As expected, the second team had reached the half-an-hour mark and had achieved a grand total of nothing. Largely, the sheer quantity of in-fighting was to blame for this, however they would each claim it as a result of each other's staggering levels of incompetence.

"Also, why alphabetise it?" China finally asked, turning towards Russia now.

"I don't know. It feels wrong not to."

"...You have OCD?" The US asked, rather surprised by this revelation.

"NO!"

"Are you sure?" China added.

"YES, I'M SURE!"

"Ok thennnn"

"Oh!" America suddenly gasped, grinning at China. "Why don't we make Russia buy everything? I'm sure he'd love to buy those big orange balls!"

"...сука блять. I don't even like oranges."

"I'm surrounded by idiots... And no, we can't make Russia buy everything."

***

"Perfect!" EU grinned, surveying the items bought by her team and scooping them into a sizeable carrier bag two hours later. "Is that everything?"

"Ja," Germany nodded, Britain nodding in response too.

"It should be," NATO smirked, "And since we have some spare cash, can I buy a-"

"No."

"But I haven't even said what!"

"Still no," EU scorned, glaring at him, "It's UN's money, not yours."

"Awh" NATO sighed.

"What do you want so badly anyway?" The UK half-chuckled, amused by her boss's childish nature.

"I found a notebook that says 'places I buried the bodies' on it..."

"I- I want that-"

"Both of you.
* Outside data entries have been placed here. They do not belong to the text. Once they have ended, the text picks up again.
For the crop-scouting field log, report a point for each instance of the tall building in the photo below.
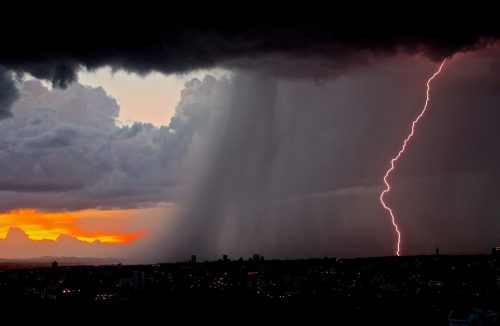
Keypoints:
(495, 253)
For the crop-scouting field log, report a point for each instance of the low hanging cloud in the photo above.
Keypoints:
(8, 93)
(278, 166)
(295, 167)
(62, 149)
(187, 36)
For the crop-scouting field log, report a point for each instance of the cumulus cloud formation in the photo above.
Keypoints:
(62, 149)
(278, 166)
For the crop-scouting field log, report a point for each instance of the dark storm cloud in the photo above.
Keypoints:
(63, 150)
(295, 168)
(178, 37)
(8, 93)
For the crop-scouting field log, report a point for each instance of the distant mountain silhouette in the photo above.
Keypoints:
(18, 245)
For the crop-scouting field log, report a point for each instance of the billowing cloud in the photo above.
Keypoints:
(62, 149)
(283, 167)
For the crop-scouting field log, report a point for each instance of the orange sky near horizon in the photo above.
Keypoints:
(107, 226)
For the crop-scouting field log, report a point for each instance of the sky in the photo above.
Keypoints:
(257, 132)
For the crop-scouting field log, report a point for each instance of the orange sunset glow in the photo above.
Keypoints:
(107, 226)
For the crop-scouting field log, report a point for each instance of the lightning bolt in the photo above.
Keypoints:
(401, 151)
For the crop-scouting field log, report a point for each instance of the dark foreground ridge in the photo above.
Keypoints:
(442, 290)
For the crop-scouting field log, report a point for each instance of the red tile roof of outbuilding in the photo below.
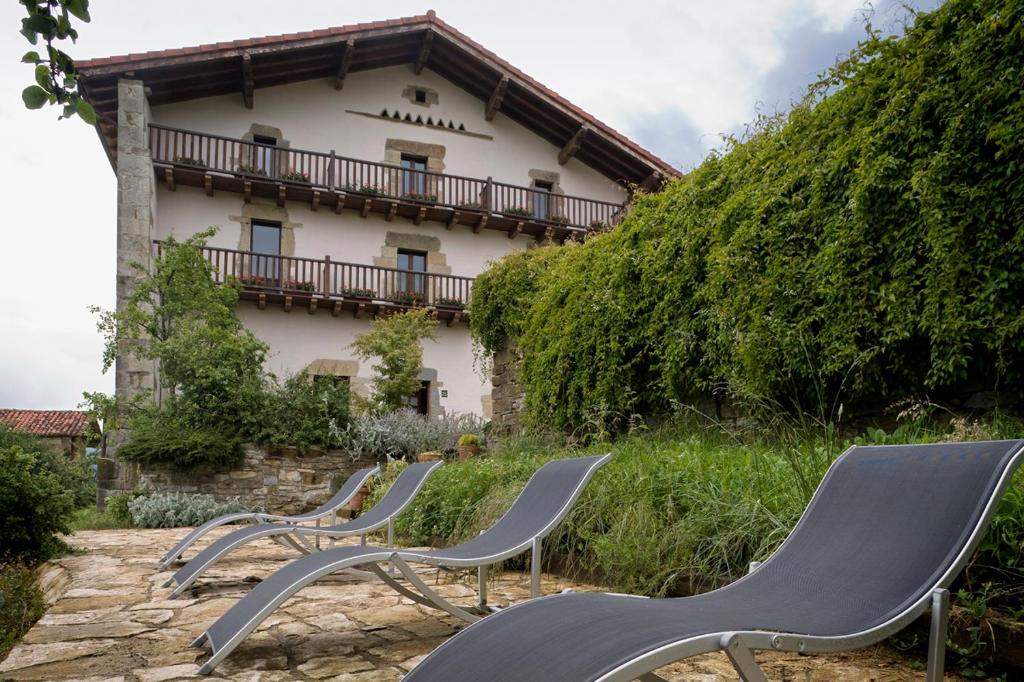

No." The EU snapped, "I can't believe I'm the only normal one here-"

"What did I do?!" Germany huffed.

"You tried to convince me to make a spicy bratwurst last week-"

"What's wrong a Decembreciner?!"

"YOU ASKED ME TO FEED IT TO AUSTRIA SO HE'D GET DIAHRREA! YOU PSYCHO!"

"...I'm leaving if you don't take that back."

"You wouldn't leave me! ...Would you?"

Sighing, Britain leaned over to Germany, muttering rather ashamedly, "Don't... It's a terrible idea..."

"AWH, YOU MISS ME!" The EU squeaked, smirking smugly, squeezing the mortified nation's arm, "Oh, and you're terrible at whispering."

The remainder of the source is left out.